If the worth of the home and bringing up children is practically ignored, many will find no sense of self-esteem within the home or in parenthood.
So much of what is magical and joyful about life takes place in the home. Snuggly duvets. Fresh flowers. Creativity. Play. Newborn baby cuddles. Games. The smell of dinner cooking. Fresh coffee. Many of the television shows we love feature home cooking (“The Great British Bake-Off”), de-cluttering (Marie Kondo), gardening (“Love Your Garden”), and home re-design (“Grand Designs”). We like home and home-making.
But to achieve the sorts of things that make home attractive, you need presence, you need cleaning, you need time, you need a cook, you need people to cuddle up with you under snuggly duvets in the morning—even if they are small children who wake you up far too early. In the end it is the tiny, seemingly insignificant moments like these which many of us come to think of as the best things in life.

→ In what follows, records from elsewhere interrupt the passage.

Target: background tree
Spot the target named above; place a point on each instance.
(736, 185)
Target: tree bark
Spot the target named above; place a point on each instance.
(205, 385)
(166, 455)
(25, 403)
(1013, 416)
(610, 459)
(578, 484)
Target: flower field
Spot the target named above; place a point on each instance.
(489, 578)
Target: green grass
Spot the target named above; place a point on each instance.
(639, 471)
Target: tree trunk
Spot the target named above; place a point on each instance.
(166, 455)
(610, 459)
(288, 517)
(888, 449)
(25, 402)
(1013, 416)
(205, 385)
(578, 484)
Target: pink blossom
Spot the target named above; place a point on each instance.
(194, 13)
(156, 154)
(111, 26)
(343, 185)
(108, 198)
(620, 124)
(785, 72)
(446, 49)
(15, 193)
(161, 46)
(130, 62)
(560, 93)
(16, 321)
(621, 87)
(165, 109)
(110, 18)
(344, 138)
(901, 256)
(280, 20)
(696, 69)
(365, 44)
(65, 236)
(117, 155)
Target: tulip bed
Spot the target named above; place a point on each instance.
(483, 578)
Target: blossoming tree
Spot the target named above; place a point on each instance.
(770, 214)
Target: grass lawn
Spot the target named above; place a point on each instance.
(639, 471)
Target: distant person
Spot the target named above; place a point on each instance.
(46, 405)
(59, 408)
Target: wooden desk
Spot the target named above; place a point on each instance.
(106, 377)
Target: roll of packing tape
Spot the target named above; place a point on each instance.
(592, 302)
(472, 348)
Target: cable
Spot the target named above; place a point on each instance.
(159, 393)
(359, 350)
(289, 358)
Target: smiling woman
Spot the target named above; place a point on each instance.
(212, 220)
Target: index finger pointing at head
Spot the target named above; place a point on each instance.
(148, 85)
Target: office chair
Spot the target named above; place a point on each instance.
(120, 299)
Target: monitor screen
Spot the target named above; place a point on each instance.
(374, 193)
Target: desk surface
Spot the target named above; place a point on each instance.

Yet, in our clamor for women’s equality, we forgot to make sure we also validated parenthood and the home as just as professional, real, useful, and attractive an endeavor as any in the workplace. We celebrate female CEOs, female leadership, and female career firsts; we want to make sure women have the choice to do the jobs they want to do and companies can benefit from their influence. Great.
But it is just as important to celebrate the home and celebrate true choice, when home is in fact what many find a fulfilling, productive, or necessary place to be. For many there is a middle ground to be found, somewhere between frantic CEO churning out more widgets or higher stock prices and full-time homemaker.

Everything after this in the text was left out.